Indeed, the only thing that keeps us at our lonely toils is the knowledge that millions around the world are wrestling with the same frustrations.

Now comes a book that reminds us, if we needed reminding, of the size of the task and the sacrifices required. Not that we would all aim at what John Richardson set out to achieve. Just to look less ham-fisted, commit fewer atrocities on the course and gain a more respectable handicap would satisfy us.

Richardson went for broke. Struggling to break 100, he set out to score an under-par round on his home course within the space of one year.

It didn't seem to be the best time for such a task. Any man in his late thirties, married with a family and working 50 hours a week, would find it difficult to play one round of golf a week, let alone embark on an exhausting, all-consuming mission to break par.

Although he played as a youngster, he claims no natural talent and admits to being at a fairly low fitness level when he started the fateful year.

On the first day he played a round under the scrutiny of Debbie Hanna, a former European Ladies Tour player, who was the pro at his local Blackwood course in Northern Ireland and who offered to help him.

He scored 103 in that first round, which meant he had to shed 33 shots in the next 12 months to reach his goal.

Richardson did not confine himself to advice from Debbie. He consulted 60 instruction books – he had three on the go at any given time – and countless videos littered his lounge carpet.

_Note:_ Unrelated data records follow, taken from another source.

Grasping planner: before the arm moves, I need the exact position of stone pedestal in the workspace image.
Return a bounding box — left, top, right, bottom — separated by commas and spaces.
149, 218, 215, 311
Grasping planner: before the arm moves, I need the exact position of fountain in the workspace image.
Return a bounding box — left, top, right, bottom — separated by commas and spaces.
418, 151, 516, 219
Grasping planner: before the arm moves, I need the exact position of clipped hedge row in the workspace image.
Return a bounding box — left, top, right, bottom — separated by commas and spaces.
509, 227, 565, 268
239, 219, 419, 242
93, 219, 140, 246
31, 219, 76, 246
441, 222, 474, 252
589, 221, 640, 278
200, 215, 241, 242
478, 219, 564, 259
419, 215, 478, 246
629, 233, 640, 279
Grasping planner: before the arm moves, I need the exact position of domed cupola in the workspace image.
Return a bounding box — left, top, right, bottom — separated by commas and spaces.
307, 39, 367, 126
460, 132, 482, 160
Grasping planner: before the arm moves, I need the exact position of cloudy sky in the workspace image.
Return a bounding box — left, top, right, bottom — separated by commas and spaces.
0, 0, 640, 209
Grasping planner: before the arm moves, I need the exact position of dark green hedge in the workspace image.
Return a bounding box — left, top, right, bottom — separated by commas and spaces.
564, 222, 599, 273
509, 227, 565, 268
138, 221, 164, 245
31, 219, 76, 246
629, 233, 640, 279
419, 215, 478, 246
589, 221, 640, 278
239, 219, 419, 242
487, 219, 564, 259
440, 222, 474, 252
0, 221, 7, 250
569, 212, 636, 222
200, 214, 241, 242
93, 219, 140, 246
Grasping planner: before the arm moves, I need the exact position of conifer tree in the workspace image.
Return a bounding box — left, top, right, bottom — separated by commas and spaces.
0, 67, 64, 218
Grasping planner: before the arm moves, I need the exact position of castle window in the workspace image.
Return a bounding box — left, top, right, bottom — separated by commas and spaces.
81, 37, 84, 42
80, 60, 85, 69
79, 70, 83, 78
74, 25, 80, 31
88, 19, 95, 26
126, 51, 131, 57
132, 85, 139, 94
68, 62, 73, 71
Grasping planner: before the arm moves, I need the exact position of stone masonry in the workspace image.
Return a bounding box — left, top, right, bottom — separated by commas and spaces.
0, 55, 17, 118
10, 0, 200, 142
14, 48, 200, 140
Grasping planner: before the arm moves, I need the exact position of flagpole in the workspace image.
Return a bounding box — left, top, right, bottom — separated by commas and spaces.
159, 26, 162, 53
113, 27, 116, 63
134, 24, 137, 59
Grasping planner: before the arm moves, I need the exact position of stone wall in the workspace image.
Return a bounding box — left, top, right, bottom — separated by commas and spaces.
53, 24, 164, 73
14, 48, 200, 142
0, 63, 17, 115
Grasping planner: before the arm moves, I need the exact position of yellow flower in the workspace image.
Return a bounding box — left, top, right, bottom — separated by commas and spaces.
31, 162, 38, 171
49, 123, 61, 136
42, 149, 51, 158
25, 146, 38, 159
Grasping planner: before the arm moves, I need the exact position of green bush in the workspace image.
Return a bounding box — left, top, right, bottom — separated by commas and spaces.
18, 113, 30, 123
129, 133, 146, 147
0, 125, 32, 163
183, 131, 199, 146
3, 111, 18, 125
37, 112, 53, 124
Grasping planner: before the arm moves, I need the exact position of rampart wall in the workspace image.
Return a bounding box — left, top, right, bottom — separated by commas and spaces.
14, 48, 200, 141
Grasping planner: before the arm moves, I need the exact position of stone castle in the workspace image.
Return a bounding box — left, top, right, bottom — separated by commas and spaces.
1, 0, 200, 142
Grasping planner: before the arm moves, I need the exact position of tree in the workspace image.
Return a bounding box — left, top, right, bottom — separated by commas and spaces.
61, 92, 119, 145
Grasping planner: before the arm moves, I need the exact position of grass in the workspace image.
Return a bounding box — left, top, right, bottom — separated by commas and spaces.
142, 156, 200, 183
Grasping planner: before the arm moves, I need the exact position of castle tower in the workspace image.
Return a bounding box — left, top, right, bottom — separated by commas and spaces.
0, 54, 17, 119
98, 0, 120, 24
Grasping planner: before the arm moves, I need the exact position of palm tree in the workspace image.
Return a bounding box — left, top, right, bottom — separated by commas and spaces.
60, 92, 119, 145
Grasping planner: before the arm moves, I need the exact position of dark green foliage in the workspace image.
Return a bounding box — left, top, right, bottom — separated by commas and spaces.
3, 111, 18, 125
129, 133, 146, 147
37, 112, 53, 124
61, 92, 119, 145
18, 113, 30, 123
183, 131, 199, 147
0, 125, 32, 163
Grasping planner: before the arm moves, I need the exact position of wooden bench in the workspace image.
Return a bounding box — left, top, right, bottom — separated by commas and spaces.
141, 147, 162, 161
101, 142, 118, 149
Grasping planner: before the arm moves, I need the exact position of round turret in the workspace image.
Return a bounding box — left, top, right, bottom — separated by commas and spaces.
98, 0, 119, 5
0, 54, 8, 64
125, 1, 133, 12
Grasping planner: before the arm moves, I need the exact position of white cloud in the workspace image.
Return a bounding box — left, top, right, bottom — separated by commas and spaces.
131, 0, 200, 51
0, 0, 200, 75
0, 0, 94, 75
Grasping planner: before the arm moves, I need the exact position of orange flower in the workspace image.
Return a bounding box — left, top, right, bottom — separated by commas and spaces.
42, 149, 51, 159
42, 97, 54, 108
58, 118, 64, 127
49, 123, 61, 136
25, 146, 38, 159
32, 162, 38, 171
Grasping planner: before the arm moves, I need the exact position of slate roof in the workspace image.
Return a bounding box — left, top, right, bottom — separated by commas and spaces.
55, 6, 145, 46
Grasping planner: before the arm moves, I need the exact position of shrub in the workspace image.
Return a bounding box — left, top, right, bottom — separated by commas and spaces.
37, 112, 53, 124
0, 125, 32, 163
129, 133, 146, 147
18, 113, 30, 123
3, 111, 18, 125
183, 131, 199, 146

In traffic jams he would study Ben Hogan's swing on his mobile.

He haunted late-night golf chat-rooms on the internet, made a study of the mental game, spent too much on clubs "guaranteed to improve your game" and practised for more than 1,000 hours on the driving range.

He also acquired a few interesting fantasy golfing companions. Hogan was one but his main inspiration was Seve Ballesteros, with whom he would conduct frank discussions.

There is one hilarious passage when he decided to fiddle with the tempo of his swing. He promptly sliced three drives into the woods and hooked the fourth out of bounds. He'd lost four balls and was still on the first tee. He records Seve saying: "Meester Richardson, you are a dick."

There are so many tortures and anxieties in this book that hackers will recognise and they may well wonder a) whether it was worth it and b) where they can get an understanding wife like Mrs Richardson.

I won't reveal the outcome of his fascinating mission but in the final week before his last chance to break par, his nerves were so bad he spent two hours a day on the telephone to a psychoanalyst. Did it drive him around the bend? I can't possibly comment but you have to be mad to be a hacker in the first place.

'Dream On – One Hacker's Challenge to Break Par in a Year' (Blackstaff Press, £9.99)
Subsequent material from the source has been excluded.